Mehdi cut him off. “Things in Paradise, Salem, and Swan Harbor are good? They have been stabilized?”
“I have heard nothing to tell me otherwise, but that is not—”
Mehdi interrupted him again. “That is a nice shirt. You do not often wear such nice clothing into the warehouse. And you seem to be perspiring. Look at your underarms.”
Arakel could no longer bear it and slammed his hand down on Mehdi’s desk. “For heaven’s sake, Mehdi, let me speak. This is not easy for me.”
Mehdi smiled, a reaction Arakel thought strange, but he dared not stop for fear of never having the nerve to finish.
“Yesterday, I received calls from the police department in Paradise,” he said, beads of sweat forming on his brow. “First from a woman, an Officer Crane. She asked about a business card the police found in the boy’s drawer. The second call was from the police chief, a Jesse Stone. I tried to calmly talk my way around things, but he insisted on meeting with me to discuss how my old business card ended up in a teenager’s dresser drawer.”
“And how did you enjoy your lunch at the Little Armenia Café, my friend?”
Arakel froze, the sweat pouring off his brow onto his face. “You followed me?”
“Stojan and Georgi,” Mehdi said. “After the other day with the boy, I felt it was good to keep an eye on you... in case you were overwhelmed with a bout of guilt or some other nonsense. I couldn’t afford to have you go to the police and turn yourself in.”

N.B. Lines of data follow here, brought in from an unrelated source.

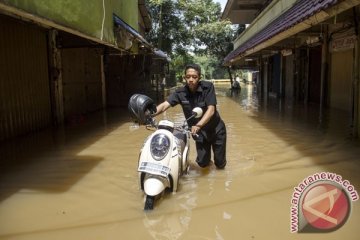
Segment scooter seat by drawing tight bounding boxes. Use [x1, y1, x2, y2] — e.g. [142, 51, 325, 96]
[174, 130, 187, 151]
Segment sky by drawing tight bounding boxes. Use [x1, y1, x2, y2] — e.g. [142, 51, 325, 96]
[214, 0, 227, 11]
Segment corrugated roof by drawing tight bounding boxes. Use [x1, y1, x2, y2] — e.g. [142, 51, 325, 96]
[224, 0, 338, 63]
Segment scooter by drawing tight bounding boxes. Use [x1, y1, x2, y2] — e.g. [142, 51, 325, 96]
[129, 94, 203, 210]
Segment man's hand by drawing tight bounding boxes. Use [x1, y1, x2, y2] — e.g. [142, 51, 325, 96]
[191, 125, 201, 135]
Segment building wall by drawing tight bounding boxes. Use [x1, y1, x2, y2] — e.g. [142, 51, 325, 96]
[329, 50, 353, 111]
[0, 15, 51, 140]
[61, 48, 103, 120]
[105, 55, 155, 107]
[284, 54, 294, 101]
[0, 0, 138, 45]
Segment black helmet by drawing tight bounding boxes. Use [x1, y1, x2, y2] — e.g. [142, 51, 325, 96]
[128, 94, 156, 124]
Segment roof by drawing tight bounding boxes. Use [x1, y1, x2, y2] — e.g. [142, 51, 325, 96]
[113, 14, 151, 48]
[221, 0, 271, 24]
[224, 0, 338, 63]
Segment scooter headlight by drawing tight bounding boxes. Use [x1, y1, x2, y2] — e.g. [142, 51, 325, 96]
[150, 134, 170, 161]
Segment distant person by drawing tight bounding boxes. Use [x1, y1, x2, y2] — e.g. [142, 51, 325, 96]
[231, 75, 240, 89]
[154, 64, 226, 169]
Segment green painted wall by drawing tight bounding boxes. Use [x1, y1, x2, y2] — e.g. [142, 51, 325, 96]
[0, 0, 138, 44]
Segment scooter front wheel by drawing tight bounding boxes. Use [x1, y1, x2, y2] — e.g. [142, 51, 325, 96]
[144, 195, 155, 210]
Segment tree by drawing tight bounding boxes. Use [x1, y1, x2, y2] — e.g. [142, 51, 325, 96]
[147, 0, 236, 80]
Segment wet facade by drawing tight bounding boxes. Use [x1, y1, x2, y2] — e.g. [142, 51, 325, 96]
[0, 0, 167, 141]
[0, 83, 360, 240]
[223, 0, 360, 137]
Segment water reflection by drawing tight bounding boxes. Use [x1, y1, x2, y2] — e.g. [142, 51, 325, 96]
[0, 81, 360, 240]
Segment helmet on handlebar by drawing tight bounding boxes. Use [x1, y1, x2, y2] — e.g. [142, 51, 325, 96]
[128, 94, 156, 124]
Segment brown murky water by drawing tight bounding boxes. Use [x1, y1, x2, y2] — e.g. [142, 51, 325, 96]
[0, 85, 360, 240]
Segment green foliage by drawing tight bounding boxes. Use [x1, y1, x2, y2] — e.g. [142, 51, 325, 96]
[147, 0, 236, 78]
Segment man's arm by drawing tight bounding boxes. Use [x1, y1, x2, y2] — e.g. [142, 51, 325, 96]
[191, 105, 215, 134]
[153, 101, 171, 117]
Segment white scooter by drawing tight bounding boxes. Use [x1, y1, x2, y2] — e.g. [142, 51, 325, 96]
[138, 107, 203, 210]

Arakel was wounded by that. “I would never dishonor my own family that way, nor would I harm you.”
Mehdi bowed his head in thanks. “I appreciate that and I admire that you tried to handle this on your own, but no more.” Mehdi wagged his finger at his partner. “You must never keep such things from me. Yet it is good you came to me. My respect for you grows, my friend, and gives me confidence that I made a good choice in bringing you into this business. Now, tell me what the conversation was between you and this police chief.”
Arakel gave him a comprehensive account of the conversation between himself and Jesse Stone but could not bring himself to reveal the last things Stone had said to him. He wasn’t going to risk the newfound confidence Mehdi had in him.
“Do not worry, Arakel,” Mehdi said, standing and grabbing his partner’s biceps. “The Bulgarians are keeping an eye on this cop, Stone. If his nose gets too long, we will see to him. For now, relax.” Arakel turned, getting as far as the office door before Mehdi stopped him. “Remember, my friend, never withhold things like this from me again.”